In the current issue of The Forum, Georgetown political scientist Hans Noel has an excellent piece on political myths called "The Ten Things Political Scientists Know That You Don't." It's lengthy, something you should set aside for when you have some spare time during the day, but it's worth reading in full. That said, there is one point I want to highlight now, because it will be very salient in about three weeks:
Take items #1, #2, and #3 together, and it is hard to interpret elections the way that politicians and pundits want us to. Economic fundamentals guide voters who might not have well-defined attitudes to vote in a system that cannot satisfy all the demands of democratic decision-making. This is not a formula for sending a clear message to anyone. [...]
These narratives are created after the fact by people who want you to think one thing or another. Winners claim a mandate to change everything, and losers explain it all away as an anomaly. But exit polls saying that some voters cared about some things are thin reeds on which to spin out the will of the people.
Noel presents this as proof that "there's no such thing as a mandate," and I accept it. Americans aren't particularly ideological, don't know much about politics or policy, and hold incoherent views about virtually everything. At this point, Republicans are guaranteed to make significant electoral gains; Nate Silver gives the GOP a 72 percent chance of winning a majority in the House, and most forecasters predict a 7 or 8 seat gain in the Senate.

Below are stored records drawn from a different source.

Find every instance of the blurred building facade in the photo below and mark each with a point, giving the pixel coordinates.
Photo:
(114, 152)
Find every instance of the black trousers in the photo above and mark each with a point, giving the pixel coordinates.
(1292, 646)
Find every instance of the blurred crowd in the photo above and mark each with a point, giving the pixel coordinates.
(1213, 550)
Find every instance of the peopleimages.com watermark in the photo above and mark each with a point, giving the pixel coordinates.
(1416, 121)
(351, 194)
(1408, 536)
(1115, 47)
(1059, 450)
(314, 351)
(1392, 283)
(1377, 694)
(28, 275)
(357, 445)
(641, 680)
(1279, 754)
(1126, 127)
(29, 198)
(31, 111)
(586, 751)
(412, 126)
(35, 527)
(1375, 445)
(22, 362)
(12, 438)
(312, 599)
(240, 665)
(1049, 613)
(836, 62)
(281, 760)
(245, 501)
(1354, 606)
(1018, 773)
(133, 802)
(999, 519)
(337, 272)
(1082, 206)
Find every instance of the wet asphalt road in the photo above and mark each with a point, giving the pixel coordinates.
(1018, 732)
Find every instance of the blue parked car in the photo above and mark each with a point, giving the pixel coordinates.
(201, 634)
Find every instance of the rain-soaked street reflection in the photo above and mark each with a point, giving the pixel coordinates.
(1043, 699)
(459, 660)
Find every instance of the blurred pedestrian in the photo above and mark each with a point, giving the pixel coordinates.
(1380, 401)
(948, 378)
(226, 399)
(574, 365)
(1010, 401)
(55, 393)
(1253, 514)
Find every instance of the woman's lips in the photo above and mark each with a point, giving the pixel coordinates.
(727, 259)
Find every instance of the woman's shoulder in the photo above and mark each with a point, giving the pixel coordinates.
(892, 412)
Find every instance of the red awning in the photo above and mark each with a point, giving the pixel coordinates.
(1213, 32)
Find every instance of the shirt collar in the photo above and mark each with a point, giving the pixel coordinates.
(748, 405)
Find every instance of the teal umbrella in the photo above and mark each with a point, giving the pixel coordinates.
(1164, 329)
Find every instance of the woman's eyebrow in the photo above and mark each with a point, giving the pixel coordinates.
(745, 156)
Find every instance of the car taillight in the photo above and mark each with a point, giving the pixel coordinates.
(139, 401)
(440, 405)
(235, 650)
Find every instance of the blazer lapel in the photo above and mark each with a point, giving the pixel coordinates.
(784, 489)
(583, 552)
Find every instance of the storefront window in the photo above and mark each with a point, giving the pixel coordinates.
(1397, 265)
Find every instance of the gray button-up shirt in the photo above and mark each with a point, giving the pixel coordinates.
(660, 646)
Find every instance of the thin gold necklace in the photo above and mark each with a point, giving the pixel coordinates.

The odds are good that the media will describe this as a mandate for conservative "change," but given the extent to which external conditions and turnout will (probably) rule the day, it's nearly impossible to say anything conclusive about what Americans want out of the results. Also, for what it's worth, it only applies to the 2008 election, and probably explains some of the initial backlash faced by President Obama in the middle days of last year.